Frankly speaking your comparison Number < String is "technically" incorrect because Less-than Operator < or any similar operator is for expressions, and Number and String are functions and not expressions. However @Pointy explained on how Number < String worked and gave you results.

More insight on comparison operators

Comparison operators like < works on expressions, read here . Typically, you should have a valid expression or resolved value for RHS and LHS.

Now this is the definition of expression, read more here - " An expression is any valid unit of code that resolves to a value. Conceptually, there are two types of expressions: those that assign a value to a variable and those that simply have a value. "

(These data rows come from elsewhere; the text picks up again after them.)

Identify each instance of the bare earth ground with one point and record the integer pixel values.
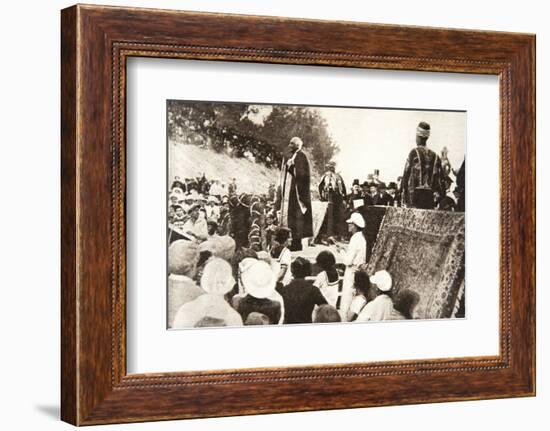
(193, 161)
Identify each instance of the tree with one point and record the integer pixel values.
(228, 127)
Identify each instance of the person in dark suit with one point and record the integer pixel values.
(295, 202)
(333, 191)
(423, 174)
(382, 197)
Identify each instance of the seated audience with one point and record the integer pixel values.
(328, 280)
(404, 303)
(326, 314)
(362, 287)
(259, 283)
(281, 253)
(300, 296)
(381, 307)
(216, 281)
(210, 322)
(183, 257)
(256, 318)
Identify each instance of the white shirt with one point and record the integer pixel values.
(356, 253)
(285, 258)
(328, 289)
(380, 308)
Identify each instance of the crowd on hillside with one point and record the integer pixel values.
(212, 282)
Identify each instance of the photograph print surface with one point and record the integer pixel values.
(296, 214)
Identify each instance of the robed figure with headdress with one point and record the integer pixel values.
(295, 195)
(423, 175)
(333, 191)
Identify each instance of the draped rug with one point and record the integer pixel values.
(423, 250)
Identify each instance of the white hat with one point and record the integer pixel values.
(217, 277)
(258, 279)
(357, 219)
(382, 279)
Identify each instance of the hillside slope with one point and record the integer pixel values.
(192, 161)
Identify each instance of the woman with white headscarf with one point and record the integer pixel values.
(353, 257)
(217, 279)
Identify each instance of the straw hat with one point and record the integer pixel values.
(183, 256)
(357, 219)
(217, 277)
(383, 280)
(258, 278)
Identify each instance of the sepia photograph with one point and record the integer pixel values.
(296, 214)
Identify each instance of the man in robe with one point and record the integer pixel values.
(423, 175)
(295, 202)
(333, 191)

So, (x = 7) < (x = 2) or new Number() < new String() is a "technically" valid/good comparison, even this Object.toString < Number.toString() but really not Object < Function .

Below are rules/features for comparisons, read more here

• Two strings are strictly equal when they have the same sequence of characters, same length, and same characters in corresponding positions.
• Two numbers are strictly equal when they are numerically equal (have the same number value). NaN is not equal to anything, including NaN. Positive and negative zeros are equal to one another.
• Two Boolean operands are strictly equal if both are true or both are false.
• Two distinct objects are never equal for either strict or abstract comparisons.
• An expression comparing Objects is only true if the operands reference the same Object.
• Null and Undefined Types are strictly equal to themselves and abstractly equal to each other.

Answer 2

The result of

Number < String

is not the result of comparing the strings "Number" and "String", or not exactly that. It's the result of comparing the strings returned from Number.toString() and String.toString() . Those strings will (in all the runtimes I know of) have more stuff in them than just the strings "Number" and "String", but those two substrings will be the first place that they're different.

You can see what those actual strings are by typing

Number.toString()

in your browser console.

Answer 3

JavaScript does the following thing:

"String".charCodeAt(); => 83
"S".charCodeAt(); => 83
"String".charCodeAt(0); => 83

The method charCodeAt(a) gets the char code from position a . The default value is 0

If you compare N > S you will get 78 > 83 => true

For the complete String Javascript calculates the sum of all ASCII char codes. So I can answer your question with yes.